Your are given an array of integers prices, for which the i-th element is the price of a given stock on day i; and a non-negative integer fee representing a transaction fee.

You may complete as many transactions as you like, but you need to pay the transaction fee for each transaction. You may not buy more than 1 share of a stock at a time (ie. you must sell the stock share before you buy again.)

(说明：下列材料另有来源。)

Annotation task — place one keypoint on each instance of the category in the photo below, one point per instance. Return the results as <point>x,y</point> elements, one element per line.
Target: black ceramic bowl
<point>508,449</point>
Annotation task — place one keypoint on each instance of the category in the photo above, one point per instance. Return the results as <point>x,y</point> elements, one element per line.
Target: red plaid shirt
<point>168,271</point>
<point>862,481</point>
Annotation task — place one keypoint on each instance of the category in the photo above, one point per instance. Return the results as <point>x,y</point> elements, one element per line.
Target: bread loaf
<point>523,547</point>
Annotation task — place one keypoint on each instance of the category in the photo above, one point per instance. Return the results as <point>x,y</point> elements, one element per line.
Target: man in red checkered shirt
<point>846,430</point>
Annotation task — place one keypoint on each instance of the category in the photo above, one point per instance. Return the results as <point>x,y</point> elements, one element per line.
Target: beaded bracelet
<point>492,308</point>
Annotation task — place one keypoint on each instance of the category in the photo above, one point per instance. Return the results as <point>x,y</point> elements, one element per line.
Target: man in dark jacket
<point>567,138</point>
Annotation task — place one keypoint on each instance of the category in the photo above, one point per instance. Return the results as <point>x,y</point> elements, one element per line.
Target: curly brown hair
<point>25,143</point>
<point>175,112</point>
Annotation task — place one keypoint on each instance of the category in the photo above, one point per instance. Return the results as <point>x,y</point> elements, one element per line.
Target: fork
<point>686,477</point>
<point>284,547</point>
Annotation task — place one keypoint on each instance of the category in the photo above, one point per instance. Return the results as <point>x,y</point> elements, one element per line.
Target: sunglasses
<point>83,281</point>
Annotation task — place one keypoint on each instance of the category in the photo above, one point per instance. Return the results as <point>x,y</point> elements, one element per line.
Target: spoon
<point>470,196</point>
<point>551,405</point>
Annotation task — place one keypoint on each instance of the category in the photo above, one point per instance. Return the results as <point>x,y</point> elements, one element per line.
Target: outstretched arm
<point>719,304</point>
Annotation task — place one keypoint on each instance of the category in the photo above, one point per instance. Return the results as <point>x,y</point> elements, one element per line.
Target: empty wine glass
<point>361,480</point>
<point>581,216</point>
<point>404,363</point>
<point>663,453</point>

Return the maximum profit you can make.

Example 1:

Input: prices = [1, 3, 2, 8, 4, 9], fee = 2
Output: 8
Explanation: The maximum profit can be achieved by:

Note:

  • 0 < prices.length <= 50000.
  • 0 < prices[i] < 50000.
  • 0 <= fee < 50000.

题目大意:

给定一组股票价格prices,股票印花税fee(卖出股票时征收)。

求一组买入卖出序列,使得总收益最大。

解题思路:

栈(Stack)

栈中保存交易序列[buy, sell],当sell为0时表示还没有卖出

遍历prices,记当前价格为price:

若栈顶交易sell为0,并且price <= buy,则将栈顶buy替换为price

否则,若price >= max(栈顶sell,栈顶buy + fee),则替换栈顶sell为price

否则,将[price, 0]压栈

当栈元素>1,并且合并栈顶的两组交易可以获得更大收益时,对栈顶的两个交易进行合并

Python代码:

class Solution(object):
    def maxProfit(self, prices, fee):
        """
        :type prices: List[int]
        :type fee: int
        :rtype: int
        """
        ts = [[50000, 0]]
        for price in prices:
            if not ts[-1][1] and price <= ts[-1][0]:
                ts[-1][0] = price
            elif price >= max(ts[-1][1], ts[-1][0] + fee):
                ts[-1][1] = price
            elif ts[-1][1]:
                ts.append([price, 0])
            while len(ts) > 1 and ts[-2][1] < ts[-1][0] + fee:
                ts[-1][1] = max(ts.pop()[1], ts[-1][1])
        return sum(t[1] - t[0] - fee for t in ts if t[1] - t[0] > fee)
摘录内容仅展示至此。